The irony is almost too thick to avoid. The ex-Regan administration member Cheney resigned because she could not deal with reality. The only alternative, impose her view on those who recognized the new security risks ahead, must have been unsuccessful and so she quit the team. It is only logical that she and her husband from that point onward were planning to deep-six the recommendations of the final report and knew what to do when it was handed to the Bush Administration in 2001. Incidentally, during the 9/11 events she was reported to have turned down the official debriefing from the anti-terror task force so she could hear the reports from CNN.
At the end of the day it was an uncompromisingly myopic stance of the Bush Administration coupled with the inability to process information about the real and present dangers to the country that arguably precipitated the ease with which al Qaeda staged their attack on 9/11 — Bin Laden’s minions did not fit the image of what the Bush Administration, and the Cheney couple in particular, were willing or able to accept as a credible threat. They therefore not only fumbled the job of understanding risk, but they ignored and actively distanced themselves from the voices that tried to raise alarm before disaster struck. Like a heavy-weight fighter brushing off idea that bar-room punches of a welter-weight were of any concern, the Bush Administration didn’t understand that the inauspicious new adversaries not only had motive, but the means to do serious and lasting damage.

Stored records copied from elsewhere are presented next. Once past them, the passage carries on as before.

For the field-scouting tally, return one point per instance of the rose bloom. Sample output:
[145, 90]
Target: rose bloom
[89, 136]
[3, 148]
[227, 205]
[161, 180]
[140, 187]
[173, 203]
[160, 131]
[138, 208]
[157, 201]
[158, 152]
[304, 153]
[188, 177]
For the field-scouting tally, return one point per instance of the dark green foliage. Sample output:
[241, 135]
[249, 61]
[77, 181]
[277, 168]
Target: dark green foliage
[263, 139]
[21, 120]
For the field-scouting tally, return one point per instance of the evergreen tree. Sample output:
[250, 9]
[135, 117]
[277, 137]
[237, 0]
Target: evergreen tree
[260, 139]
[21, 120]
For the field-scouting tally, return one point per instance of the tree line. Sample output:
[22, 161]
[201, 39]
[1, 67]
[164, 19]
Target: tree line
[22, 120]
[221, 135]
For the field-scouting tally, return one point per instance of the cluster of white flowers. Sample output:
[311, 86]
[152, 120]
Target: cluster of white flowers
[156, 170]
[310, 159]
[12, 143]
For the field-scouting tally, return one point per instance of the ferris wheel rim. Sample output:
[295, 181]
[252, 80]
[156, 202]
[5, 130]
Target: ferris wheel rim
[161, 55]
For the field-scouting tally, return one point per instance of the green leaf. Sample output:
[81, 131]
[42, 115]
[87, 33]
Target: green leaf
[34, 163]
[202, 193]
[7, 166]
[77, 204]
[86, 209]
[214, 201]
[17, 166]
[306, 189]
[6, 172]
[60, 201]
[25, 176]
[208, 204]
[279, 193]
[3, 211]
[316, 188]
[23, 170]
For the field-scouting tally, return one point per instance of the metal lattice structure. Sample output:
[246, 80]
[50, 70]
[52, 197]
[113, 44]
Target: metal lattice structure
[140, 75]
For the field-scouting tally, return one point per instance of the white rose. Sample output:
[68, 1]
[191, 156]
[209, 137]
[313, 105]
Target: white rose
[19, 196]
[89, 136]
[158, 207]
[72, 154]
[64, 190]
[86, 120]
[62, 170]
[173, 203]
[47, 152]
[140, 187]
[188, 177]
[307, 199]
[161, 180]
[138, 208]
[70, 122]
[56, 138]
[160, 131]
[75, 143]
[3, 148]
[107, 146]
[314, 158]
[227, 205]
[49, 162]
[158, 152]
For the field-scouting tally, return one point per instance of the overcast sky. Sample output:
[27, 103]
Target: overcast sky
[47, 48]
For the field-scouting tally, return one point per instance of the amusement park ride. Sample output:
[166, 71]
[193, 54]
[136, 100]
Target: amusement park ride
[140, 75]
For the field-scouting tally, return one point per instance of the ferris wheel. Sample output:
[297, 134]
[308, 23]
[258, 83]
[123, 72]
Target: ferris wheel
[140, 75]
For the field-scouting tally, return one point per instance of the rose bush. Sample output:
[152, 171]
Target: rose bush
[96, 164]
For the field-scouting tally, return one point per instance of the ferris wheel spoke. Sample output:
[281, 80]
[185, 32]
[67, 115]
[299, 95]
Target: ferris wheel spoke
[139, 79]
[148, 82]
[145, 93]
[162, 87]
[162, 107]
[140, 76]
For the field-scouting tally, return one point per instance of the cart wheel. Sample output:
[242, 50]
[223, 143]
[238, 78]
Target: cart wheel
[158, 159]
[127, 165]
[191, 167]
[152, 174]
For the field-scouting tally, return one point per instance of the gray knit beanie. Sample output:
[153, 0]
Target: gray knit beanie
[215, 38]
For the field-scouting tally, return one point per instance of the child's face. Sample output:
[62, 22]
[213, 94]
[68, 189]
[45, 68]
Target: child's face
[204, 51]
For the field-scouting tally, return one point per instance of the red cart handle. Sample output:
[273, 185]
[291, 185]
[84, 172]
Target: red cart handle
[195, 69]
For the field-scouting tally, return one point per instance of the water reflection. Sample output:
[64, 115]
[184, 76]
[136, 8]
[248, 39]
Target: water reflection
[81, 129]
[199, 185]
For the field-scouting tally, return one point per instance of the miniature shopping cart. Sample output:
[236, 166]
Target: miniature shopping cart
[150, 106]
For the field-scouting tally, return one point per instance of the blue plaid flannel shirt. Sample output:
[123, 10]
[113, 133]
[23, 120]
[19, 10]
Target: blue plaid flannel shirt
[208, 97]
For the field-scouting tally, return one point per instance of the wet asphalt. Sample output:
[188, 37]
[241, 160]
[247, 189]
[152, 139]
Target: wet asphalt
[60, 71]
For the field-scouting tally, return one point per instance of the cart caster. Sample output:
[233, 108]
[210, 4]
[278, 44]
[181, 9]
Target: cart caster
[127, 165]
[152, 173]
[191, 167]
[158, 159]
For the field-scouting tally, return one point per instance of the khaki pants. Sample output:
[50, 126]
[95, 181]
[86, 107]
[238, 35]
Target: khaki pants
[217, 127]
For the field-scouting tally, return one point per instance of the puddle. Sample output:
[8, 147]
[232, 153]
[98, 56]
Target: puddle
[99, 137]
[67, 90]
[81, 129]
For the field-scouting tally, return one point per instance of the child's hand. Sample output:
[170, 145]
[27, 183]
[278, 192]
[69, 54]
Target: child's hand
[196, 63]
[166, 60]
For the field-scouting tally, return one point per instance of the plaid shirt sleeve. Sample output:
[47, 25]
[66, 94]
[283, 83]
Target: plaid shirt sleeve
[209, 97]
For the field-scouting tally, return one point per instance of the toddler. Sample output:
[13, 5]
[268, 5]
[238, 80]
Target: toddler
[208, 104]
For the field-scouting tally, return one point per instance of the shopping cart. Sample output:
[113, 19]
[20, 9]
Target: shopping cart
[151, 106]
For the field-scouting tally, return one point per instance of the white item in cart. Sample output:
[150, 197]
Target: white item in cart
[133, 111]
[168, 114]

In conclusion, and unfortunately for the US, a series of ill-conceived security decisions by the Bush Administration were made based on a tired and romantic view of a world that probably never really existed.
Six years later the world is left to hope that the Bush Administration has started to realize, as Gorbachev once did, that the value concept of a giant conventional superpower could be long past its shelf date. The idea of imposing unilateral will by generating endless turmoil abroad today does in fact exhaust a powerful nation, even America, and can actually end up eroding the base of power and undermining relationships.
It was easy to see how this policy would lead to a quagmire of undesirable and taxing battles on multiple fronts where success would come only by lowering expectations. Do the American leaders today have the strength to admit the mistake and swallow their pride? Unlikely. And so the real danger now is that leaders, facing the exhaustion of their nation, may forgo the high road of true democracy by becoming accountable and instead choose the path of desperation — quick fixes intended to create the illusion of success at any cost, without regard for the true damage they may cause to their country and its freedoms.